E’ proprio in base alla tipologia di legge elettorale che si determinano sia coloro che prendono le decisioni, sia gli equilibri che orientano i tavoli importanti. Inoltre, attraverso il tipo di regole si determina la possibilità per gli elettori di poter verificare puntualmente l’attività e l’operato dei governi.
Non è un segreto che l’esecutivo in carica nasce da un accordo organico comprensivo di più temi, tra cui appunto quello di una nuova legge elettorale in senso proporzionale. Si badi bene al fatto che già la legge elettorale attuale (il Rosatellum) è per 2/3 proporzionale e che la riforma in discussione sarebbe un rafforzamento di questo scherma. Per ulteriori approfondimenti sul tema, si rimanda ad accurate analisi su descrizioni di modelli proporzionali e maggioritari già presenti in letteratura poiché ciò non è l’obiettivo di questo articolo. Quello su cui si vuole interrogarsi, invece, è piuttosto se un modello o l’altro siano in grado di inserirsi nella società italiana attuale.
La preoccupazione è che gli italiani siano ormai “istruiti” al bipolarismo. Ciò accade poiché questi ultimi sono osservatori degli alleati anglosassoni, sono stati protagonisti degli ultimi 30 anni pro o contro Berlusconi, sono attori dalle competizioni per elezioni di presidenti di Regione e i Sindaci. Ma anche la Prima Repubblica aveva due poli alternativi (per tutta la guerra fredda, almeno dal ‘63, il PSI scelse di condizionare il polo attorno alla Dc piuttosto che rimanere nel mezzo).

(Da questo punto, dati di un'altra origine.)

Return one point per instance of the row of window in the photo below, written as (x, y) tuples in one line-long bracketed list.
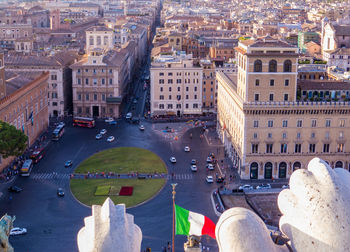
[(179, 81), (297, 148), (287, 66), (88, 81), (271, 97), (299, 123), (178, 97), (95, 70), (178, 106)]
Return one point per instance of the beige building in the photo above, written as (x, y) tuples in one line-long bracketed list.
[(176, 85), (25, 105), (265, 130)]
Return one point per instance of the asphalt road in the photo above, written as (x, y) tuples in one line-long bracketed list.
[(53, 222)]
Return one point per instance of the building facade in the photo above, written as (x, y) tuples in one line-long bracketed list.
[(266, 131), (25, 105), (176, 85)]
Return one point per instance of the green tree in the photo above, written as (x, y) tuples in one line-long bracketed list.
[(13, 142)]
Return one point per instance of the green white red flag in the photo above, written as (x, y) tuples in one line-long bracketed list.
[(190, 223)]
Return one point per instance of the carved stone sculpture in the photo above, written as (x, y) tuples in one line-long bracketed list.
[(316, 215), (6, 224), (109, 228)]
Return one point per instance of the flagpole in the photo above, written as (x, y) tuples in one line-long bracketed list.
[(173, 193)]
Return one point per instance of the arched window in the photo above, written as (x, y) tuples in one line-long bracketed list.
[(254, 170), (339, 164), (273, 66), (257, 66), (287, 66)]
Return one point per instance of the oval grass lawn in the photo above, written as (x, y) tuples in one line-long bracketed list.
[(123, 160)]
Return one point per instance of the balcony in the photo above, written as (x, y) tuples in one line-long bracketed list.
[(114, 100)]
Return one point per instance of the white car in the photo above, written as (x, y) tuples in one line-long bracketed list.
[(110, 139), (110, 119), (245, 187), (209, 179), (210, 166), (193, 167), (18, 231)]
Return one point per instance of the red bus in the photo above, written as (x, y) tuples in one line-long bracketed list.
[(84, 122), (37, 155)]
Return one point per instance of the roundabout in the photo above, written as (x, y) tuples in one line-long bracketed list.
[(127, 175)]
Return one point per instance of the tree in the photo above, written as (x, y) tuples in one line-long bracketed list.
[(13, 142)]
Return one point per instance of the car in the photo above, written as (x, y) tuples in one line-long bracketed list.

Questi elementi portano a pensare che il ritorno allo schema proporzionale non si inserisca in modo armonioso nella società, col grande rischio di non essere capito. Infatti, tra i tanti problemi che il metodo proporzionale possiede, si ricorda la sua scarsa chiarezza che viene attribuita al voto che non consente all’elettore la possibilità di scegliere nettamente la maggioranza che governa.
La legge proporzionale pura porterebbe a due ipotetiche conseguenze. In primis, ad una potenziale e minore partecipazione al voto. Quindi al “sacrificio” del blocco centrista, schiacciato dalla polarizzazione di media e sentiment popolare (social like/no like). Concreta poi l’ipotesi che il ritorno al proporzionale sia percepito come un’operazione nata nel freddo di una stanza e non dalle esigenze della società (magari è anche vero). Va ricordato, infatti, che quando sono stati chiamati a scegliere attraverso referendum, i cittadini hanno sempre preferito le opzioni maggioritarie.
Un dato pare già da ora chiaro: con l’adozione del proporzionale la nascita di un terzo polo centrista è inevitabile. Da capire, semmai, è se questo polo possa essere capace di ottenere consenso, per i motivi di cui sopra. A ciò occorre aggiungere il fatto che spesso ci si dimentica che la nostra è una democrazia basata sulla rappresentanza e non sulla meritocrazia: contrapporre chiaramente persone di buon senso a sovranisti/populisti (edit. Linkiesta) potrebbe regalare spiacevoli sorprese, con élite e le attuali classi dirigenti che nel contarsi rischierebbero di certificarsi come minoranza delle minoranze.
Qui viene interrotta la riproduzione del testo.